Although I've never encountered a full blown BGA outbreak, I've used the blackout method which got rid of it. Not sure how it worked but BGA never really seemed to bother me when I had planted tanks.

I've heard of Nitrogen deficiences or what not as the cause. Not sure if that's a fact or just speculation. If you have access to some ferts, perhaps you can try dosing some KNO3 to suppliment Nitrogen.

Then there's antibiotics (erythromycin) that is supposed to work. I've never tried so again I can't comment on it's effectiveness.


----------



## Consigliere (Jun 11, 2009)

Overfeeding will typically not cause algae issues if you are measuring 0 ammonia. The problem with overfeeding is that it puts ammonia in the tank and algae requires only ammonia and light to thrive.

Potentially you could have high phosphates with overfeeding but that also is usually not a cause of BGA, if that is what you have.

For 29G tank, DIY CO2 might be a bit touch and go. You will definitely have to keep up on it to keep high enough levels. With the level of planting you have though, I wouldn't expect that low CO2 is really the issue considering you have slow growers that don't require CO2 supplementation. The real key with algae is balance of CO2, nutrients and light.

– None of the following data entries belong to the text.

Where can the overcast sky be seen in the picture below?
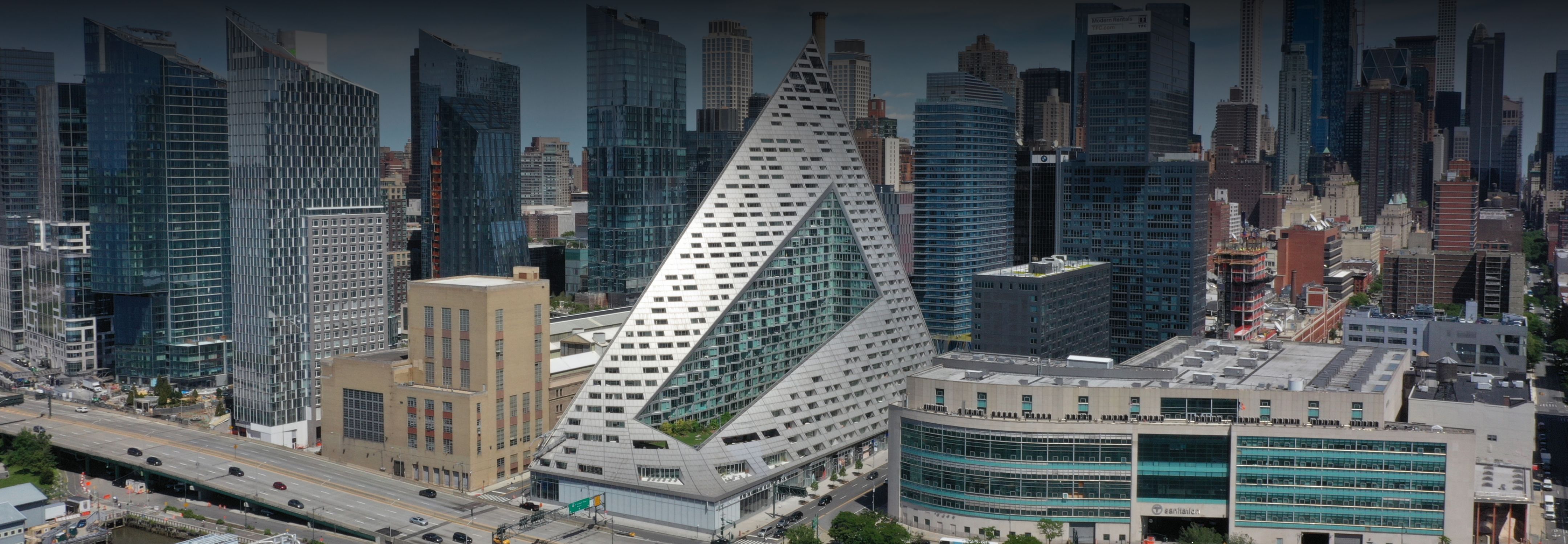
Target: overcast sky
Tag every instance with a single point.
(371, 41)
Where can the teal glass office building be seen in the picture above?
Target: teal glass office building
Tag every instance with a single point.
(159, 195)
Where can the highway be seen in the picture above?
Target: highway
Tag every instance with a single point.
(349, 498)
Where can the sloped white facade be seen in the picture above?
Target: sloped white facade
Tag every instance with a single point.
(777, 309)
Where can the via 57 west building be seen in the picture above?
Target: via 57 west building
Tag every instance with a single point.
(1280, 441)
(769, 346)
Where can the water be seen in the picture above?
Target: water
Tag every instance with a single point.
(131, 535)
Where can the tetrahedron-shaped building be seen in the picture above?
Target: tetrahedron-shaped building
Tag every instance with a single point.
(767, 349)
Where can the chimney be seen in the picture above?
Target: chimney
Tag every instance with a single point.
(819, 27)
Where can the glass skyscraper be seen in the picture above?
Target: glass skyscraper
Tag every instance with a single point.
(158, 128)
(21, 76)
(466, 159)
(637, 164)
(963, 195)
(310, 226)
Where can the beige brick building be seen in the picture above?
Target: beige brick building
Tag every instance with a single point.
(463, 405)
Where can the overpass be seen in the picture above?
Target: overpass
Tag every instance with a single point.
(347, 499)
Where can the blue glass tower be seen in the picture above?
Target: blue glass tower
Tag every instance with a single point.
(159, 132)
(1138, 198)
(963, 195)
(21, 76)
(637, 165)
(466, 131)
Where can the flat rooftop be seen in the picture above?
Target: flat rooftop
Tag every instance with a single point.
(1189, 363)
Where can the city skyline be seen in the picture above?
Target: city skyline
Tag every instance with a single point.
(908, 41)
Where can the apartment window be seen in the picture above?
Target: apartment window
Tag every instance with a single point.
(364, 416)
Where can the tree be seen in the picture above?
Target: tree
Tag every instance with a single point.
(802, 535)
(1359, 300)
(1050, 529)
(1200, 535)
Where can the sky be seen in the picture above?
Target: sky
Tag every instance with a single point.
(371, 41)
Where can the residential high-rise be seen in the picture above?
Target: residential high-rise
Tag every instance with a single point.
(23, 73)
(708, 424)
(160, 206)
(1484, 107)
(468, 149)
(493, 336)
(1454, 214)
(57, 267)
(310, 256)
(850, 71)
(546, 173)
(1155, 232)
(963, 195)
(1065, 313)
(1341, 52)
(990, 65)
(1448, 27)
(1114, 132)
(1039, 85)
(877, 120)
(1252, 49)
(637, 164)
(1236, 126)
(1384, 143)
(727, 68)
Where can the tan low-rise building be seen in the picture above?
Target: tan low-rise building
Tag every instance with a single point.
(458, 408)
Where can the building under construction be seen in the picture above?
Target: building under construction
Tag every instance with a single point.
(1244, 286)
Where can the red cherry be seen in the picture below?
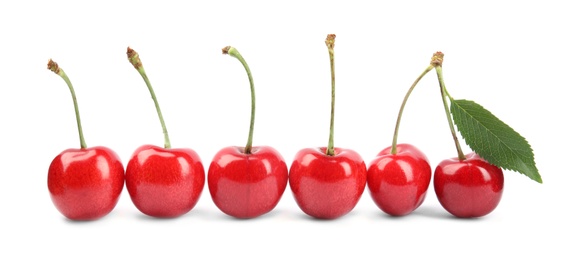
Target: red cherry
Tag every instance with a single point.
(247, 185)
(398, 182)
(469, 188)
(327, 186)
(164, 182)
(85, 184)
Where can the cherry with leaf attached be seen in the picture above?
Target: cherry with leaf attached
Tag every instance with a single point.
(471, 185)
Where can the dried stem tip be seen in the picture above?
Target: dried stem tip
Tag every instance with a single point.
(225, 50)
(437, 59)
(53, 66)
(330, 41)
(133, 57)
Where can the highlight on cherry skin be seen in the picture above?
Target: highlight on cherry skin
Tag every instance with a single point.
(398, 182)
(327, 182)
(249, 181)
(84, 183)
(469, 188)
(162, 182)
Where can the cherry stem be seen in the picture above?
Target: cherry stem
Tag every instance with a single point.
(444, 95)
(133, 57)
(233, 52)
(330, 40)
(394, 143)
(53, 66)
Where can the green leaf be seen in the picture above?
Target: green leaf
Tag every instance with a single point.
(492, 139)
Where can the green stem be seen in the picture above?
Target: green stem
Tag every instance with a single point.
(233, 52)
(330, 40)
(53, 66)
(133, 57)
(444, 95)
(395, 133)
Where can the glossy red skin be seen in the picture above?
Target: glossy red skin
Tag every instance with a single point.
(247, 185)
(398, 182)
(327, 187)
(85, 184)
(468, 189)
(164, 182)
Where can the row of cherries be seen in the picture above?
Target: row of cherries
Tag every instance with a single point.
(247, 182)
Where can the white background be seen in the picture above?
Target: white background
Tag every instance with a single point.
(512, 57)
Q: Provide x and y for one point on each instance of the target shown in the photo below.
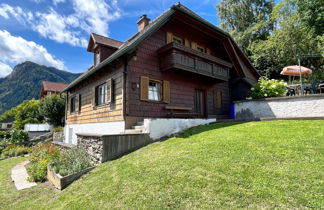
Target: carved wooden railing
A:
(177, 56)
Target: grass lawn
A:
(274, 164)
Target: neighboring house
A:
(176, 72)
(49, 88)
(6, 124)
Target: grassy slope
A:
(256, 165)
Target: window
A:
(154, 90)
(177, 40)
(101, 94)
(73, 104)
(97, 58)
(201, 49)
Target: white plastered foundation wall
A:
(158, 128)
(70, 130)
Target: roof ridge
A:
(107, 37)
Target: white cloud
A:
(56, 27)
(15, 49)
(4, 69)
(88, 16)
(95, 15)
(55, 2)
(7, 11)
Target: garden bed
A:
(62, 182)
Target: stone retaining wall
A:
(282, 107)
(107, 147)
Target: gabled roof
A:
(131, 43)
(8, 120)
(102, 40)
(53, 86)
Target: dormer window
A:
(97, 58)
(177, 40)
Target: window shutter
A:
(94, 96)
(194, 45)
(80, 103)
(187, 43)
(110, 91)
(166, 91)
(218, 99)
(144, 88)
(169, 37)
(68, 108)
(77, 103)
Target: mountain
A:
(25, 80)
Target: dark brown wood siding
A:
(182, 84)
(90, 113)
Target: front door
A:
(199, 100)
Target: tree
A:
(53, 109)
(26, 112)
(312, 13)
(246, 20)
(290, 38)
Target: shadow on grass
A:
(202, 128)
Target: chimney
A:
(142, 22)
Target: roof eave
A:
(119, 53)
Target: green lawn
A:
(274, 164)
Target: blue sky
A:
(56, 32)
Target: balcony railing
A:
(177, 56)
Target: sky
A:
(56, 32)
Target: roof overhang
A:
(128, 47)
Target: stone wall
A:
(58, 136)
(93, 144)
(107, 147)
(310, 106)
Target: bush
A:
(18, 136)
(13, 136)
(72, 161)
(267, 88)
(42, 155)
(5, 135)
(15, 150)
(58, 129)
(53, 109)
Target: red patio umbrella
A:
(295, 71)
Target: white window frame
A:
(101, 94)
(154, 90)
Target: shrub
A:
(267, 88)
(15, 150)
(72, 161)
(58, 129)
(5, 135)
(42, 155)
(18, 136)
(13, 136)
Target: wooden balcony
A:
(177, 56)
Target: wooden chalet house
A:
(176, 72)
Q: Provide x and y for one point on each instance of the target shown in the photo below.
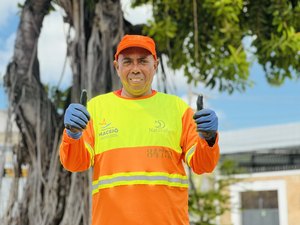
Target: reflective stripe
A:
(91, 151)
(189, 154)
(154, 178)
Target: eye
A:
(126, 62)
(143, 61)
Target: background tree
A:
(204, 37)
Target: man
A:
(136, 139)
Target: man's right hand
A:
(76, 119)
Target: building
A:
(268, 192)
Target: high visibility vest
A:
(137, 148)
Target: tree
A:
(204, 37)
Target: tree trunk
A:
(51, 195)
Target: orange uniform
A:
(137, 148)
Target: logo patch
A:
(107, 130)
(159, 126)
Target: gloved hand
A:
(207, 124)
(76, 119)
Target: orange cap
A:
(140, 41)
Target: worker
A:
(137, 140)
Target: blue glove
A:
(207, 123)
(76, 119)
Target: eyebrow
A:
(129, 58)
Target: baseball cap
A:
(140, 41)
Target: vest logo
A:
(159, 126)
(107, 130)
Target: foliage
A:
(205, 206)
(205, 38)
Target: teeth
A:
(136, 80)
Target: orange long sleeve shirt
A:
(137, 148)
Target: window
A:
(259, 203)
(259, 207)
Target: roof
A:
(260, 138)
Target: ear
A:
(156, 63)
(116, 65)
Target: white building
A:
(269, 192)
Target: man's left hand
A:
(207, 124)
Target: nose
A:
(135, 68)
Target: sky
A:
(262, 105)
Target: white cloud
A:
(6, 53)
(52, 50)
(136, 15)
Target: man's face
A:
(136, 68)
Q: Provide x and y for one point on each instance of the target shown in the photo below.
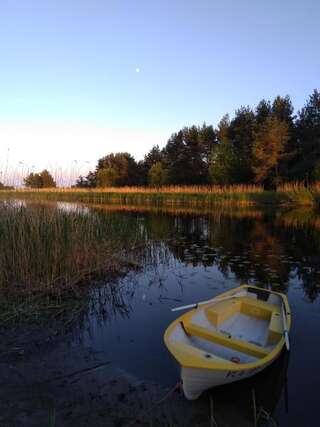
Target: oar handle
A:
(285, 326)
(213, 300)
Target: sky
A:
(82, 78)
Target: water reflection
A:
(189, 256)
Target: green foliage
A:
(40, 180)
(124, 166)
(269, 145)
(265, 144)
(158, 175)
(187, 155)
(106, 177)
(225, 166)
(5, 187)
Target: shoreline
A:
(193, 197)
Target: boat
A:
(229, 338)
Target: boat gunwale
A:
(195, 362)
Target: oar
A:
(285, 327)
(213, 300)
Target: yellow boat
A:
(228, 338)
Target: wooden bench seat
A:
(225, 340)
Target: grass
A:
(195, 196)
(48, 255)
(238, 195)
(300, 194)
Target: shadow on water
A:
(191, 256)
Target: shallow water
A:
(192, 257)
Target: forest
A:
(267, 145)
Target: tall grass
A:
(301, 194)
(193, 196)
(167, 195)
(51, 251)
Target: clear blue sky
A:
(66, 63)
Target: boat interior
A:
(240, 328)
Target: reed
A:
(241, 195)
(301, 194)
(49, 251)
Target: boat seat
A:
(275, 329)
(219, 312)
(225, 340)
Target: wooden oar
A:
(213, 300)
(285, 326)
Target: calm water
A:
(189, 256)
(192, 257)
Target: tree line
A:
(266, 145)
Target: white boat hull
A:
(229, 338)
(195, 381)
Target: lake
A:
(191, 256)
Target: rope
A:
(165, 397)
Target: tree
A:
(155, 155)
(40, 180)
(158, 175)
(5, 187)
(263, 111)
(308, 138)
(224, 166)
(106, 177)
(187, 155)
(241, 134)
(33, 180)
(47, 179)
(269, 147)
(124, 165)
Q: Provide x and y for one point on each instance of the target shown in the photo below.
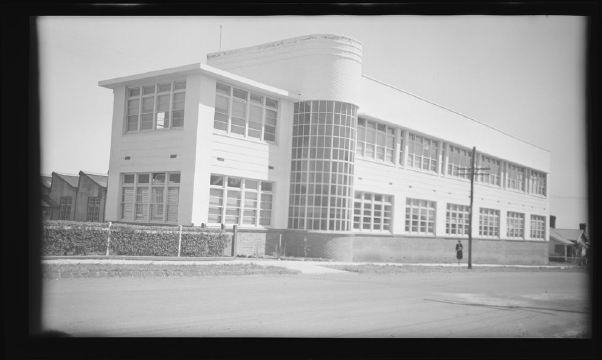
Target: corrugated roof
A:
(72, 180)
(97, 178)
(46, 180)
(48, 202)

What are is your lighting for this tank? Are you fertilizing the tank in any way? What are the "bush type plants"? These are all questions that need answering to address the algae situation.

My expectation with the limited information is you have either excess CO2 in the tank. I would take the CO2 offline, clean the BGA up, do at least 25% water change and black the tank out for 3 days. After that, start up with a shorter photoperiod and see how things go. It would also help to do a vacuum and clean out the filter during the blackout.


----------



## Red (Aug 20, 2009)

Consigliere said:


> What are is your lighting for this tank? Are you fertilizing the tank in any way? What are the "bush type plants"? These are all questions that need answering to address the algae situation.
> 
> I have a Coralife T5 double bulb 30" - 1 bulb full spectrum & the other is 6700K which I have on a timer for 10 hours per day. The bush type plant is actually a 'cardinal plant' Lobelia cardinalis (true aquatic according the the plastic strip that came with the plant). I use root tabs at the base of the amazon and something called 'lilygro'. The person at the LFS recommended this instead of root tabs.


----------



## Zebrapl3co (Mar 29, 2006)

That doesn't look like black beard algae. Looks like a green slime algae. Can't remember the name right now.
Let me see if I can find that fantastic DIY CO2 indicator a member of this forum posted a while back. ....
Aha! here it is, posted by Darkblade. Send him a thank you PM if you find it useful.
http://gtaaquaria.com/forum/showthread.php?t=6738

*Never pay again for live sex! | Hot girls doing naughty stuff for free! | Chat for free!*


----------



## Consigliere (Jun 11, 2009)

Its BGA as stated above. I'm pretty sure the cause of this outbreak is due to slow growing plants with excess CO2 in the water column.


----------



## Zebrapl3co (Mar 29, 2006)

OH ok, only glance at the post and then jump to the picture. Yes, its blue-green alage (BGA). Usually a sign of poor water condition (not neccessary poor filtration as it could be the result of poor water circulation.)
Make more frequent water change and scope those stuff up should help. If you don't have any inverts in your tank. Squirt Hydrogen peroxide or Seachem Excell directly at it will help kill it off.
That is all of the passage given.